Algunos instantes después, Francisca tocaba con una precaución asombrada ese joven cuerpo liso y duro que durante tanto tiempo le había parecido intocable. Esta vez no soñaba; era verdad que lo tenía despierto, apretado contra ella. La mano de Gerbert le acariciaba la espalda, la nuca, se posó sobre su cabeza y ahí se detuvo.
—Me gusta la forma de su cráneo —murmuró, y agregó con una voz que ella no le conocía—: Me parece raro besarla.
La linterna se había apagado, el viento continuaba soplando con rabia y el cristal roto dejaba pasar un soplo frío. Francisca puso su mejilla contra el hombro de Gerbert; abandonada contra él, distendida, no sentía ninguna molestia de hablarle.

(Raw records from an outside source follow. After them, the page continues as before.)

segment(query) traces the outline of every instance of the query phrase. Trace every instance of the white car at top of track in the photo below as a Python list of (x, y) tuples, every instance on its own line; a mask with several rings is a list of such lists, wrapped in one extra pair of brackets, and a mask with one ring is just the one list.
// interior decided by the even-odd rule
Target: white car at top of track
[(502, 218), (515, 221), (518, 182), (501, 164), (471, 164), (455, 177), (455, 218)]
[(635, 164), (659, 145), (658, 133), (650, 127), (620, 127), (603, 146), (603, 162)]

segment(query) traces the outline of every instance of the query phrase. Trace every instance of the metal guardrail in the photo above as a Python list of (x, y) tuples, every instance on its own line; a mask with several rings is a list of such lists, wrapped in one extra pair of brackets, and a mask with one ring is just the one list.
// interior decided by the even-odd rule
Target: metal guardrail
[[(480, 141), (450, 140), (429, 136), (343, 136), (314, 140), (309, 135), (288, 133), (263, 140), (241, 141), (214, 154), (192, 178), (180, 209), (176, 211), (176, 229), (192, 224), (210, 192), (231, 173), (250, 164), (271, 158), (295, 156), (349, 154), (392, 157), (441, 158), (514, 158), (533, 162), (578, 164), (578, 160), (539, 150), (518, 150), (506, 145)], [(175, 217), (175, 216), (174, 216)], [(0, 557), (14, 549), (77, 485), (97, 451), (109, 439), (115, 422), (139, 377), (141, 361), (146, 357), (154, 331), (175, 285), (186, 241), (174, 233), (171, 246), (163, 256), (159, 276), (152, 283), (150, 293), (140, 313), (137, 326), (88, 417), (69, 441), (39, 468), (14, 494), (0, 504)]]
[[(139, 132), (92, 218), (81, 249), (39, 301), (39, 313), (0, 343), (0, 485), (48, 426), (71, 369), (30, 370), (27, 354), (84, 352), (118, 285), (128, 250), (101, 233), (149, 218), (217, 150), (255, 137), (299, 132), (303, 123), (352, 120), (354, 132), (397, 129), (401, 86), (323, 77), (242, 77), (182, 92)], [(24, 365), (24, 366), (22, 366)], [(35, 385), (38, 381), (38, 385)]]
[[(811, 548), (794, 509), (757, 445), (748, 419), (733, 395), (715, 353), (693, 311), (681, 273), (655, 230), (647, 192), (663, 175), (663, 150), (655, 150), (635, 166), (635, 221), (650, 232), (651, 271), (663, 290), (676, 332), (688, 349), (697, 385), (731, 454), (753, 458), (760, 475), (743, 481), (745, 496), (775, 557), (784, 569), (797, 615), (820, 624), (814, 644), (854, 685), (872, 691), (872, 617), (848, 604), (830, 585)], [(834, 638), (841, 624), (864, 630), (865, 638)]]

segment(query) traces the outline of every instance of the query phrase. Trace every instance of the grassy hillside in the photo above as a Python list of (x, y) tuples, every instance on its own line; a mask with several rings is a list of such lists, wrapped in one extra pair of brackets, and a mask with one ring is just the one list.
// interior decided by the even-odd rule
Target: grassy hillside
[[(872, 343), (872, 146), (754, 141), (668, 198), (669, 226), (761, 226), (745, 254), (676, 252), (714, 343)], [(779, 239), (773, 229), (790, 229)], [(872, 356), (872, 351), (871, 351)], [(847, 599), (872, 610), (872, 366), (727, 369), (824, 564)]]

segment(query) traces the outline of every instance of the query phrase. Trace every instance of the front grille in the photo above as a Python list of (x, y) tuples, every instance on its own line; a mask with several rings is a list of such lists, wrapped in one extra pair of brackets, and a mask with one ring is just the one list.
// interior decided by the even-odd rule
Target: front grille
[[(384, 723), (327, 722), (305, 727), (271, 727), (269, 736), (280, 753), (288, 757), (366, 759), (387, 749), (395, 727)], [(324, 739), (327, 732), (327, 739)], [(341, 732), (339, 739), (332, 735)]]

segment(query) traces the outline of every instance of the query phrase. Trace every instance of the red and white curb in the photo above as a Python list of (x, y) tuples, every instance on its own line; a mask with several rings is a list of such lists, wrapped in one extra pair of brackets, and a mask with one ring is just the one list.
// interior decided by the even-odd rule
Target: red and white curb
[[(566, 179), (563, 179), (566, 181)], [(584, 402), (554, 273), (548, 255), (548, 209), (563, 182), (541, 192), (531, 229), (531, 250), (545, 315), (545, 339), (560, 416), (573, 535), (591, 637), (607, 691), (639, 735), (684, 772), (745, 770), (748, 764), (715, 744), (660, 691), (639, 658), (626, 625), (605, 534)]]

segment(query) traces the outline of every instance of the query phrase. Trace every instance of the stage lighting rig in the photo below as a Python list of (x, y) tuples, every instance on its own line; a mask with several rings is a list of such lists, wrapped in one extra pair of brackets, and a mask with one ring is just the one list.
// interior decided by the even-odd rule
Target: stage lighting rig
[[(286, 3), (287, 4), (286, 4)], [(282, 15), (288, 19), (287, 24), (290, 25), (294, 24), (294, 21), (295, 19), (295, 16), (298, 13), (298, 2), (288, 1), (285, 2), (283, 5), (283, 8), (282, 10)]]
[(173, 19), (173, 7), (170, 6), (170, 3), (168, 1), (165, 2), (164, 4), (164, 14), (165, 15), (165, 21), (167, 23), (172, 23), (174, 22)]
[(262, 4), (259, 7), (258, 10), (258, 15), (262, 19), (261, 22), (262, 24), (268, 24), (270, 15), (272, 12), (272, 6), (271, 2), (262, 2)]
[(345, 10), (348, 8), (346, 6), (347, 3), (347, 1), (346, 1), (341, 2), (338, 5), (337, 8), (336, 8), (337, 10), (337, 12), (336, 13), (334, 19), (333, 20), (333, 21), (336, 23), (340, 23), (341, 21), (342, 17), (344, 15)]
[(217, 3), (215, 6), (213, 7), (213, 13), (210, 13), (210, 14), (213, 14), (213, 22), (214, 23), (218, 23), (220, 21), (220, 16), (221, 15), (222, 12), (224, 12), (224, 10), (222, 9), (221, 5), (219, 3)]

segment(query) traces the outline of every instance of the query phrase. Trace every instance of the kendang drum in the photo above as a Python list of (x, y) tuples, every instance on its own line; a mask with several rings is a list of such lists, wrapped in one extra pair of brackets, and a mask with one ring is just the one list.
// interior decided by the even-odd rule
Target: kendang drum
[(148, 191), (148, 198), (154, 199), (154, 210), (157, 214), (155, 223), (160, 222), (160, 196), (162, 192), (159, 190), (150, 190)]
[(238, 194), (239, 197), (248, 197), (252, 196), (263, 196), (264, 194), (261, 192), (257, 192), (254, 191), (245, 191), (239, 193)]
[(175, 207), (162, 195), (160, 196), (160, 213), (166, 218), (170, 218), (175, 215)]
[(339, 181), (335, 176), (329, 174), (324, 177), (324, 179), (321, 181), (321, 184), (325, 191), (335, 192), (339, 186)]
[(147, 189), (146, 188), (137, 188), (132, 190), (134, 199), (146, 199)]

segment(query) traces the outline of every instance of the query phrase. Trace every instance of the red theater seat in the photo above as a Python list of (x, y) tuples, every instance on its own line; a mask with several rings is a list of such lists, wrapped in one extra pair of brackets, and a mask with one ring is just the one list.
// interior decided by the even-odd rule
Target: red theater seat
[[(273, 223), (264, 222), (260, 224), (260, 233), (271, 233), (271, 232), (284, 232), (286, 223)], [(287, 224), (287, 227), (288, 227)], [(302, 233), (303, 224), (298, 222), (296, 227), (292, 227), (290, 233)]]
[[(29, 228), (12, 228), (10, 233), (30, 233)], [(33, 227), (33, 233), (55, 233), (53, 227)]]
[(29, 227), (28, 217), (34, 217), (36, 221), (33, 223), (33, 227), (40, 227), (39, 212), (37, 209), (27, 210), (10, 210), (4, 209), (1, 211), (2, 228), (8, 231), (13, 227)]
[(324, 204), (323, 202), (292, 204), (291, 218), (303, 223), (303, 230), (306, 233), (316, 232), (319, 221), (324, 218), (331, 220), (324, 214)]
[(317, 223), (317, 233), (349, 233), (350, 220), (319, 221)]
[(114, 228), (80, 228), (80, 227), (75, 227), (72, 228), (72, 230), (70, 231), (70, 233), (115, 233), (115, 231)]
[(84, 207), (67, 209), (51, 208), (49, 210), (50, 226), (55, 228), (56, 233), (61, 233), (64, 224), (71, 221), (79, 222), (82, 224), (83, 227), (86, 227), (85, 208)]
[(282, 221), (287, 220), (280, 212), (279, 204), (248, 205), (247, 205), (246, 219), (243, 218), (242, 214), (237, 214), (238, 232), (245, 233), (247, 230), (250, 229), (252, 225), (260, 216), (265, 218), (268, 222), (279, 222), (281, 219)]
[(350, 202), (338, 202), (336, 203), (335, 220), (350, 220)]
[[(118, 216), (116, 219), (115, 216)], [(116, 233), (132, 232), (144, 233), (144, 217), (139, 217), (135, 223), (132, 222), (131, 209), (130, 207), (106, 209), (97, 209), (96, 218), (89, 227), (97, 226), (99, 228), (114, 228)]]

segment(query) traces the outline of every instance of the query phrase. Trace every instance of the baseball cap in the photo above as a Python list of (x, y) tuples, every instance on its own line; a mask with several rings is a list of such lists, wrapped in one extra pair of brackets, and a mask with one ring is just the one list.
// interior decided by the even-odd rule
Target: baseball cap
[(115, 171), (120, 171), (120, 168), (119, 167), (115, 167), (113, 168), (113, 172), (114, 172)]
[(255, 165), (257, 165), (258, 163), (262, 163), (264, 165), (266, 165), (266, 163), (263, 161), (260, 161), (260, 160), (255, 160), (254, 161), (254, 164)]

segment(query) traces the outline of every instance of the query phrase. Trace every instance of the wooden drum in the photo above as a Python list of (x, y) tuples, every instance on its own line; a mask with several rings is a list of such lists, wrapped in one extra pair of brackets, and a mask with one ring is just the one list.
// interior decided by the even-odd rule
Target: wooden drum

—¿Sabe? —dijo—. No solamente por sensualidad tenía ganas de estar entre sus brazos; era sobre
todo por ternura.
—¿De veras? —dijo Gerbert en tono alegre.
—Por supuesto. ¿Nunca sintió la ternura que usted me inspiraba?
Los dedos de Gerbert se crisparon sobre su hombro.
—Eso me alegra, eso me alegra verdaderamente.
—¿Pero no saltaba a la vista?
—No —dijo Gerbert—. Era seca corno un palo. Y hasta me resultaba penoso verla mirar a Labrousse o a Javiera de cierto modo; me decía que conmigo nunca tendría esas expresiones.
—Era usted quien me hablaba duramente —replicó Francisca. Gerbert se acurrucó contra ella.
—Sin embargo, siempre la he querido mucho —dijo—. Hasta demasiado.
—Lo ocultaba muy bien —dijo Francisca. Colocó sus labios sobre los párpados de largas pestañas—. La primera vez que tuve ganas de tomar esta cabeza, así, entre mis manos, fue en mi despacho, la víspera de la llegada de Pedro. ¿Se acuerda? Usted dormía sobre mi hombro, no se ocupaba de mí, pero yo, sin embargo, estaba contenta de saberlo allí.
—Oh, estaba un poco despierto —dijo Gerbert—. Me gustaba también sentirla contra mí, pero creía que me prestaba su hombro como me hubiera prestado un almohadón —agregó con aire
asombrado.
—Se equivocaba —dijo Francisca. Pasó la mano por el suave pelo negro—. Y, sabe, ese sueño que le conté el otro día en el granero, cuando usted me decía: «Pero no, no es un sueño, sería demasiado tonto si no fuera verdad...» Le mentí, no temía despertar porque no paseábamos por Nueva York. Era porque estaba entre sus brazos lo mismo que en este momento.
—¿Es posible? —dijo Gerbert. Bajó la voz—. Tenía tanto miedo por la mañana de que usted sospechara que yo no había dormido; había estado fingiendo para poder estrecharla contra mí. Era deshonesto, ¡pero tenía tantas ganas!
—Y bien, estaba muy lejos de suponerlo —Francisca se echó a reír—. Hubiéramos podido jugar mucho tiempo al escondite. Hice bien en echarme groseramente sobre usted.
—¿Usted? Usted no se echó nada, no quería decirme ni una palabra.
—¿Pretende que gracias a usted hemos llegado a esto?
—Yo hice tanto como usted. Dejé la linterna encendida y mantuve la conversación para impedir que se durmiera.
—¡Qué osadía! Si supiera con qué aire me miró durante la comida, cuando intenté un débil acercamiento.
—Creía que empezaba a estar borracha.
Francisca oprimió su mejilla contra la suya.
—Estoy contenta de no haberme descorazonado.
—Yo también estoy contento.
El posó sobre su boca sus labios calientes y ella sintió que su cuerpo se pegaba estrechamente al  suyo."